I have just been ordered to mediation! What does that mean?

Courts are frequently ordering mediation before you can go to trial. Many people have never experienced alternative dispute resoluation and don’t know what it is. It is separate from a trial. It is a time to sit down with a mediator – a neutral third party who doesn’t have a stake in the outcome – and discuss possible resolutions to the conflict. Mediators can be employed by the court or can be private mediators. Mediation is an opportunity to hear your opponent’s side of the conflict and be creative in coming to a resolution. Sometimes this is the first time that you can hear the other person’s story. This process often brings new facts to light, which helps people resolve their dispute. It also gives parties control over the outcome. The disadvantage of having a judge resolve a dispute is that the judge can only rule for one party and they can only enter orders allowed under law. There is always a risk in going to court. Mediation helps parties control that risk by having control over the outcome.

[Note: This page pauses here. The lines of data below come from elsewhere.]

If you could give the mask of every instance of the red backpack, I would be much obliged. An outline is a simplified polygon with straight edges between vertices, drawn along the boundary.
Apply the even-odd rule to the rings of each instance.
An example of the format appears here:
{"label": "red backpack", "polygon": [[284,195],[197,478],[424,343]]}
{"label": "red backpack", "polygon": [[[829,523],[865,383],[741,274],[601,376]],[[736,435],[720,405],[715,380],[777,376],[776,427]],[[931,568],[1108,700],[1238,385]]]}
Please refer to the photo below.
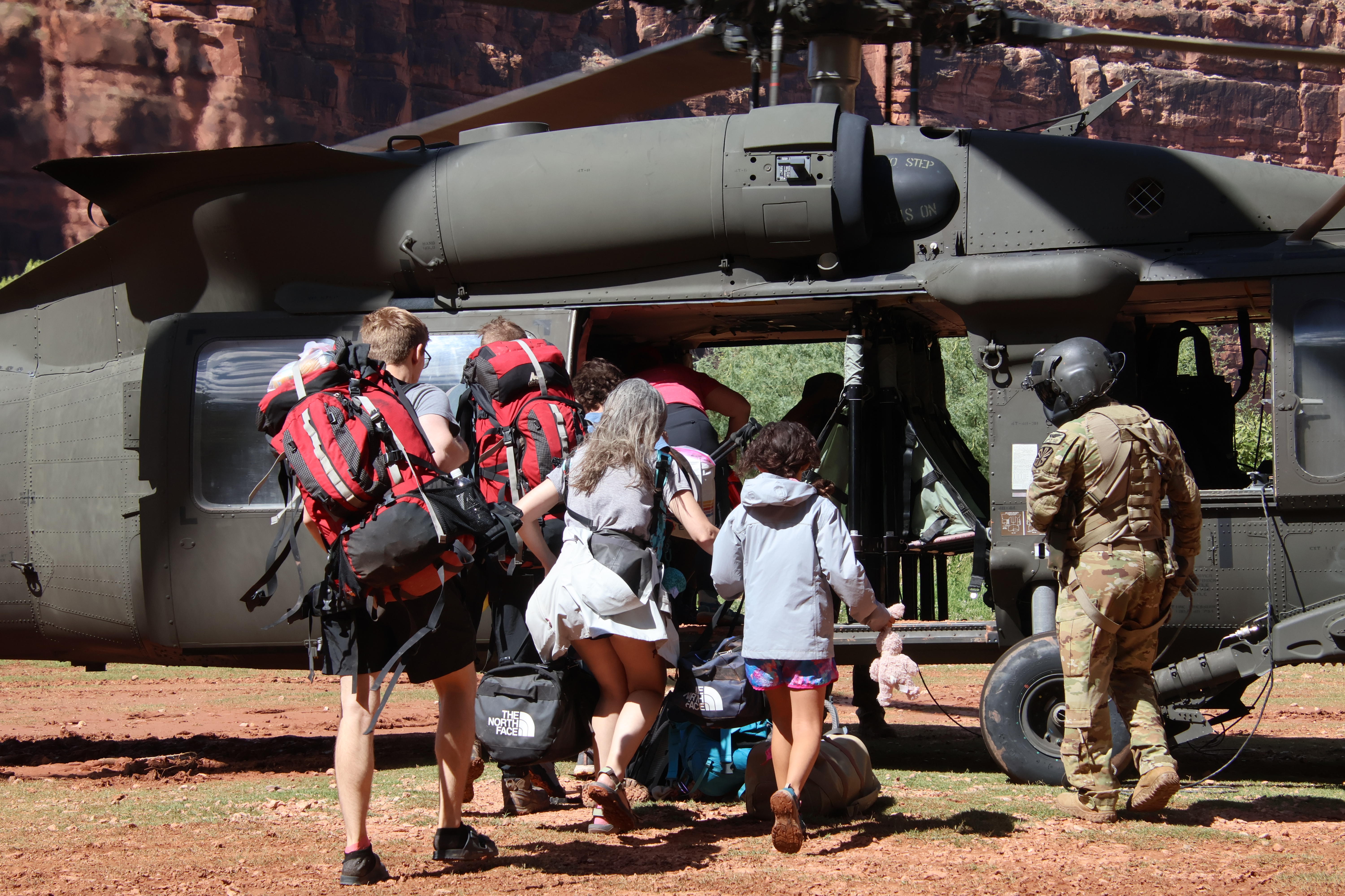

Some people dislike mediation because they may have already tried to resolve the issue themselves and think it is hopeless. However, there is something advantageous about having to tell your side of the dispute to a third party. People are usually better behaved and don’t shout or interrupt the other person when there is a third party present. The mediator listens to both sides equally and asks questions to try to narrow the disputed issues. The mediator will control the discussion and can intervene and talk to one party separately if necessary. Sometimes the conflict is centered around emotional issues, such as hurt feelings or anger, completely separate from the legal issues that are the source of the complaint. A skilled mediator can seek to address those emotional issues and see if there can be resolution of those issues as well as the legal issues. I have seen the parties noticeably soften, once the conflict is resolved, and begin talking to each other after mediation. They would hardly look at the other person when the discussion started, but afterwards they are able to look the other person directly in the eye and have a normal conversation. This rarely happens in a courtroom. When the judge issues the order of the Court, people usually leave without talking to each other. After a trial, both parties are unhappy because the outcome was not what they hoped for. So be open about mediation and go ready to mediate in good faith. You might be surprised at the positive outcome.